Saturday, July 6, 2013

Bastards (2013)

Bastards by Claire Denis was screened at the Cannes film festival, and afterwards, she made some changes. I am not sure whether the version we saw in Sodankylä was the final one but be that as it may, Bastards didn't convince me, something I can't even blame on the fact that I was seated too far from the screen to pay full attention to the movie. I have watched quite many films by Denis, and never before have I reacted negatively to the elusive and dizzying nature of some of her films. Here, however, I had the feeling that Denis did not quite know what she was up to and that there was even something fishy about the whole miserabilist thing. A couple of scenes works pretty well but my overall impression was that the structure doesn't work. Denis works with actors that have performed in her earlier movies. Some of them are impressive - especially Michael Subor whom I remember from L'Intrus. The film opens with a suicide. Police investigators. A naked woman is running around, her body covered with blood. We learn that the man who committed suicide, Jacques, was deep in debt and the brother of the widow is now trying to help out.
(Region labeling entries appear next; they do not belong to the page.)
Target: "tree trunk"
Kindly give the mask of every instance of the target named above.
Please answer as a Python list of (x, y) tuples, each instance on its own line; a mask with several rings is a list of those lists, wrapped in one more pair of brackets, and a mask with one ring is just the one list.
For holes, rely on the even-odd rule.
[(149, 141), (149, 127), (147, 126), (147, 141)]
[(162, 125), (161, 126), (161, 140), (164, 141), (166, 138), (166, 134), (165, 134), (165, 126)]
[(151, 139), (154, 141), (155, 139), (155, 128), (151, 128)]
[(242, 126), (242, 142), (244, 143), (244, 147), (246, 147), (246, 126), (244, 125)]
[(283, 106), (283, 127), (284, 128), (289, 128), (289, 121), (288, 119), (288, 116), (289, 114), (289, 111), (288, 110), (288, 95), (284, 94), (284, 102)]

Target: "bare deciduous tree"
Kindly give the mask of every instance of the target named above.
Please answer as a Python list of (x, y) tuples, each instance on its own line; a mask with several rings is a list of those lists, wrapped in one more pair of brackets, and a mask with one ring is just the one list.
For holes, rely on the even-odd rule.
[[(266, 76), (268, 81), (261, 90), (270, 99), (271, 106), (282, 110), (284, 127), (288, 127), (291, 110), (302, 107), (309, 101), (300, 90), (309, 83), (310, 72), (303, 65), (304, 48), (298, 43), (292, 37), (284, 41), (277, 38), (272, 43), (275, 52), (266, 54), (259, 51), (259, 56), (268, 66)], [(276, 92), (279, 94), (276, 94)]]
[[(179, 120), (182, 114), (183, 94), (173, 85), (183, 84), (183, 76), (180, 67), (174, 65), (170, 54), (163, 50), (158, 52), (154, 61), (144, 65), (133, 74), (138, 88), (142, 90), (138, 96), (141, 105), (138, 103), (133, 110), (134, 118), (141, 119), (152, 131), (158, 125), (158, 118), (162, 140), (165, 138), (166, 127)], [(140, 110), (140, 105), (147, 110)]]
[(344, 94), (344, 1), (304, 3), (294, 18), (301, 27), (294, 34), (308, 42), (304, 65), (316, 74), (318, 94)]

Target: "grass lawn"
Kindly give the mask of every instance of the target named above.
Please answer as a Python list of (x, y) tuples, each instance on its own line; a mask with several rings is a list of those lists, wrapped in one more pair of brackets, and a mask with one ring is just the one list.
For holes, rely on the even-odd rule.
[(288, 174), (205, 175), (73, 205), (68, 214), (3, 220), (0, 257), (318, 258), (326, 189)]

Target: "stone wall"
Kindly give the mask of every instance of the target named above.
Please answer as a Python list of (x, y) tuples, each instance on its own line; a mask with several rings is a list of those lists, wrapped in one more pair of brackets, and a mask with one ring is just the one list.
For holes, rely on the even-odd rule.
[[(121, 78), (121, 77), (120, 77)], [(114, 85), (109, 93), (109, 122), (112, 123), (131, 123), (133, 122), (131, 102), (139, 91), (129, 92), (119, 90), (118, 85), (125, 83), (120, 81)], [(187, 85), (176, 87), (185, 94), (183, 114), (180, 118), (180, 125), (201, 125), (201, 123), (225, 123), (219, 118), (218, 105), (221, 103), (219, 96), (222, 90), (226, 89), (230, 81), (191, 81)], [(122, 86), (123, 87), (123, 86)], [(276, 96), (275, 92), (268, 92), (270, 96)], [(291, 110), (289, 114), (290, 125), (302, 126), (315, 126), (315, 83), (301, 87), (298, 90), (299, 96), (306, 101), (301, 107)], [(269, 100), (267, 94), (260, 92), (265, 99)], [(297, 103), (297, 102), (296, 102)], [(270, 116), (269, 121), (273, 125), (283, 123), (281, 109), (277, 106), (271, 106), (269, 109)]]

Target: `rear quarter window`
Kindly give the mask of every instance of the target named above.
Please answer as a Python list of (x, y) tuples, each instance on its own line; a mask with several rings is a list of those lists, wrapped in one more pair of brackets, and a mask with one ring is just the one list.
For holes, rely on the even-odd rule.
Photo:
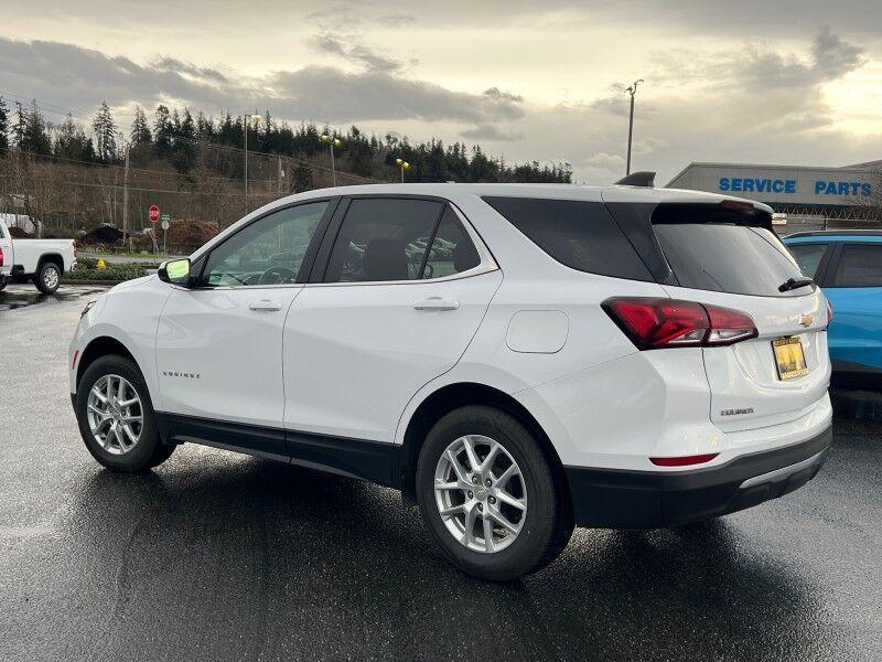
[(603, 203), (544, 197), (483, 200), (562, 265), (600, 276), (653, 280)]
[(782, 292), (803, 278), (775, 234), (740, 213), (717, 205), (659, 205), (653, 214), (662, 250), (681, 287), (761, 297), (802, 297), (810, 287)]
[(882, 287), (882, 244), (843, 244), (832, 287)]

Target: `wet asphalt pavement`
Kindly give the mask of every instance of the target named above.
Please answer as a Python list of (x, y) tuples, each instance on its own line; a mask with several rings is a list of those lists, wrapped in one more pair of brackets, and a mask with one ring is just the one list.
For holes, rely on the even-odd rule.
[(390, 490), (191, 445), (146, 476), (103, 470), (66, 381), (89, 288), (8, 310), (31, 288), (10, 289), (2, 660), (882, 659), (879, 419), (838, 417), (826, 467), (783, 499), (579, 530), (546, 570), (484, 584)]

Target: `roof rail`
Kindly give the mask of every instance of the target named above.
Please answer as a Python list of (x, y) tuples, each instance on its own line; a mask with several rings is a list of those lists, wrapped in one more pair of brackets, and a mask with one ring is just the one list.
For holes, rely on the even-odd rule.
[(830, 236), (830, 235), (841, 235), (841, 236), (880, 236), (882, 235), (882, 229), (807, 229), (803, 232), (795, 232), (793, 234), (785, 235), (784, 238), (789, 239), (790, 237), (818, 237), (818, 236)]
[(655, 186), (655, 172), (648, 172), (645, 170), (641, 172), (632, 172), (615, 183), (619, 186), (646, 186), (652, 189)]

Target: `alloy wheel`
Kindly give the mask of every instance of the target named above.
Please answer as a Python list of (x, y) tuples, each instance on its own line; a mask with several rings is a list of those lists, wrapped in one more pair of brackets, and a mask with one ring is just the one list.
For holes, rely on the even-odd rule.
[(92, 436), (104, 450), (125, 455), (135, 448), (143, 429), (143, 407), (135, 386), (125, 377), (100, 377), (86, 406)]
[(441, 453), (434, 500), (450, 534), (485, 554), (508, 547), (527, 516), (520, 467), (502, 444), (483, 435), (460, 437)]

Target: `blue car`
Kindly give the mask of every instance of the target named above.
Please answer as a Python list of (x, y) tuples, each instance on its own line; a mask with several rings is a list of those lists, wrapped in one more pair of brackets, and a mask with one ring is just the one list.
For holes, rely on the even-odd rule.
[(882, 232), (800, 232), (783, 241), (832, 305), (833, 383), (882, 389)]

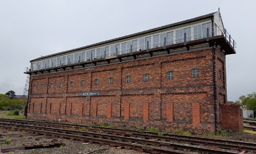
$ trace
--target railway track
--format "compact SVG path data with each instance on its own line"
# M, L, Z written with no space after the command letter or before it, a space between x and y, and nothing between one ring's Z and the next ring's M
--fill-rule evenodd
M256 144L135 130L52 122L0 119L0 126L45 135L121 146L150 153L256 152ZM83 131L84 130L84 131ZM212 148L216 149L212 149ZM183 151L186 149L186 151ZM236 150L236 152L234 152Z

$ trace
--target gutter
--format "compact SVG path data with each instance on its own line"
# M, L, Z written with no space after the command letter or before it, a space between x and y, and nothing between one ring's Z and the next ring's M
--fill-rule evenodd
M212 27L214 27L214 22L213 18L211 18L212 19ZM213 32L212 30L212 32ZM213 32L212 34L214 34ZM217 87L216 85L216 81L215 81L215 49L214 47L214 44L212 45L212 67L213 67L213 100L214 101L214 134L217 134L217 105L216 104L217 102Z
The brother lives in the same house as the man to whom Jacques owed money. They start an affair. And then there's the woman whose naked body we saw, she's the daughter of Jacques... This sounds complicated? Yeah, it is, and I don't feel Denis succeeds in tying together questions about money, abuse, sex and family relations. The tangles remain, as it were, in a knot that never opens up for me. When the film ends in the big Revelation, I cannot help feeling that nothing at all got clearer, that Denis relies on a form of mystification that titillates, allures, nothing more (even though, admittedly, hers is a very peculiar form of titillation - this is not exactly a dazzling film, except for the Lynchesque ending scene). Everything is rotten, but Denis makes it quite seductive in a strange way, and that's my issue here. Mystification is particularly troubling here as the film hints at one of the main characters being a victim complicit in her own violation. I wish I could admire the style of this film, the gray light, the chopped-up scenes, the lack of reasurrance. But I have no clue where the film is going, or what it wants from me, so - no, I am looking forward to Denis' next film.